Starting in 2014, the federal government plans to cut in half over five years an $11 billion program that helps at least partially cover the cost of caring for uninsured patients. The loss was supposed to be offset by the expansion of Medicaid that would ensure millions more people would have health coverage.

But the governor has said Georgia can’t afford to expand Medicaid as it currently operates. He and many other Republican governors have questioned whether the federal government will be able to hold up its end of the bargain — covering 100 percent of the cost of the expansion for the first three years and at least 90 percent thereafter.

The expansion would cost the state an estimated $4.5 billion over 10 years on top of the financial challenges Medicaid already faces, said Christopher Schrimpf, a spokesman for the Department of Community Health.

“As the governor has said,” Schrimpf said, “even with the federal government buying lunch, we still can’t afford the tip.”

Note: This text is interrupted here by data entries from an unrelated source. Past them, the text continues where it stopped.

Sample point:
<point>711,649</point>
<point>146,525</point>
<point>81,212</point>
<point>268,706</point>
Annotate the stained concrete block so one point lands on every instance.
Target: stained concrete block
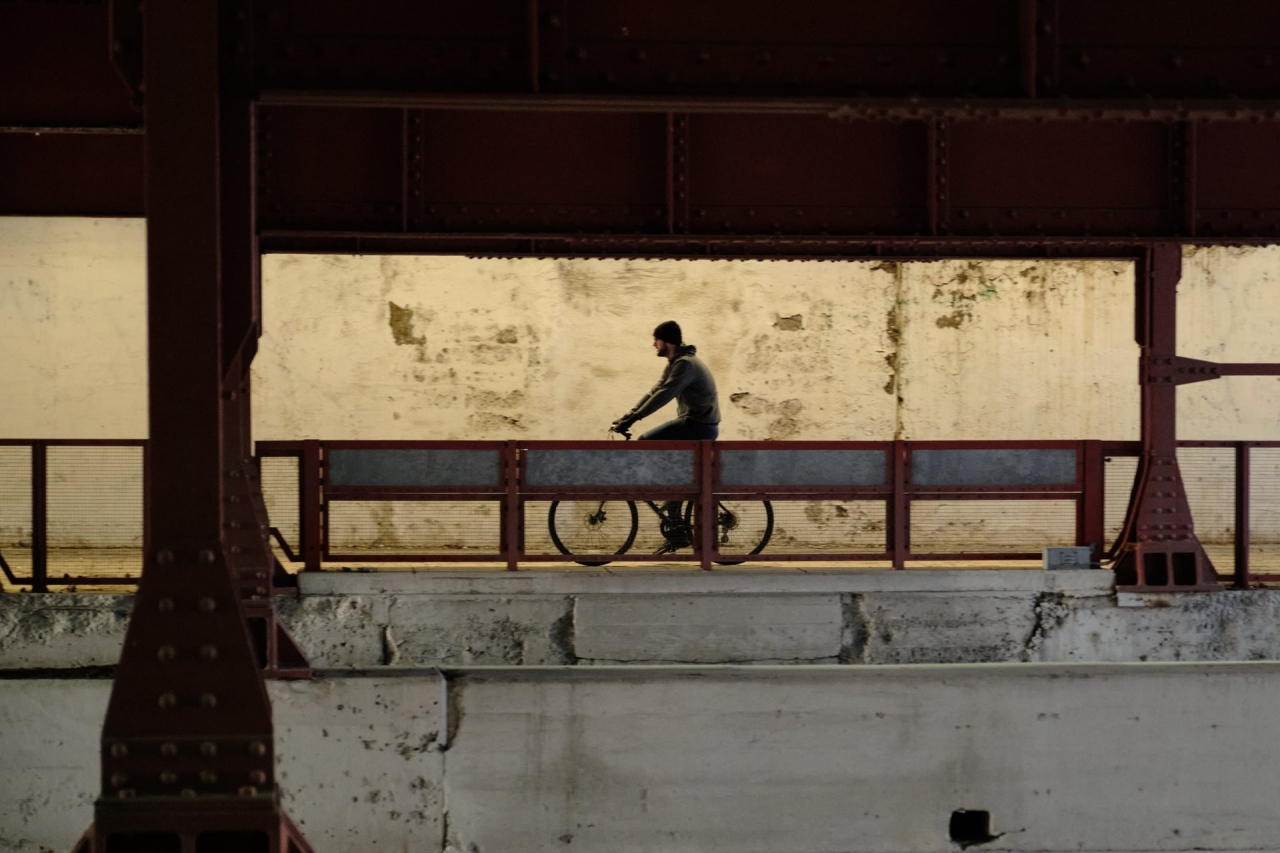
<point>49,746</point>
<point>776,760</point>
<point>1233,625</point>
<point>336,630</point>
<point>360,763</point>
<point>466,630</point>
<point>357,760</point>
<point>708,629</point>
<point>62,630</point>
<point>944,628</point>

About one in five Georgia residents don’t have health coverage. Hospitals make up for the lost revenue by increasing prices for patients who can pay. The result: higher insurance premiums for companies and their workers.

Advocates for an expansion, however, say that expanding the program would not only provide health coverage to the uninsured but also give the state’s economy a much-needed boost.

Expanding Medicaid would create an estimated 70,000 new jobs in Georgia and have an economic impact statewide of $8 billion a year, according to a new study conducted by Georgia State University professor Bill Custer, one of the state’s leading health care economists. An expansion would also produce roughly $276 million in new state and local tax revenue annually, the study shows. The report released this week was commissioned by the Healthcare Georgia Foundation, which focuses on expanding access to quality health care for underserved Georgians.

For hospitals in states that have opted not to expand Medicaid, including Georgia, the loss of federal dollars could be catastrophic. Grady Memorial Hospital would lose an estimated $45 million in federal funding if Medicaid isn’t expanded and an alternative solution isn’t found.

The sprawling downtown Atlanta hospital would be forced to cut clinical services, Grady CEO John Haupert said. And as many as a dozen rural hospitals could be shuttered if the federal dollars dry up, he said.

“That issue is being used as a political volleyball,” Haupert said. “It’ll come down to the bitter end before it gets resolved.”